The market action in equities has been well contained so far but for Savita Subramanian, head of U.S. equity and quantitative strategy at Merrill Lynch, the bond market yield fluctuations provided an important reminder that dividend-paying equities underperform significantly in rising interest rate environments. Ms. Subramanian argues that it's time for income investors to "Fed-proof" their portfolios by emphasizing companies most likely to increase their dividends.
The strategist writes, "Unlike high dividend yield, which has historically underperformed when rates are rising as performance is inversely correlated with interest rates, dividend growth has outperformed and is slightly positively correlated with rates."
Merrill Lynch provided three large tables of U.S. stocks that they believe are the most likely candidates for dividend growth. In the accompanying table, I apply a similar screening methodology – emphasizing companies with strong histories of dividend growth, low debt levels and recent profit growth – to find Canadian stocks with the potential to raise their payouts to investors.
The first step in generating the table was to rank all S&P/TSX stocks by five-year dividend growth. Step two was to remove all companies with negative year-over-year earnings growth, on the assumption that companies with slowing profit growth are unlikely to increase their dividend. Stocks removed on this basis included Agrium (the company with the largest payout growth in the past five years), Potash Corp., West Fraser Timber Co. Ltd. and Teck Resources Ltd.
The third step was to kick out all companies for which Bloomberg data indicated that the net debt to shareholder equity was higher than the S&P/TSX composite median value of 47 per cent.
The resulting 20 Canadian stocks presented are an interesting group of candidates for further research. Magna International Inc. tops the list with five-year dividend growth of 53 per cent, no net debt, and year over year profit growth of 28.6 per cent. Linamar Corp., another auto stock, is also represented in the list.

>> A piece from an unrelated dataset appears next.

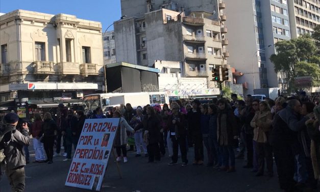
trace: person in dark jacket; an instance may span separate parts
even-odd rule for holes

Investors will note that in some cases – CCL Industries Inc. is a good example – the actual dividend yield for the stocks is not inspiring. But that is part of Ms. Subramanian's thesis – the stocks with the current highest yields will be hurt most as the Federal Reserve raises rates. Companies with lower yields, low debt and solid balance sheets have the ability to increase their dividends, and see their stock prices rise along with interest rates.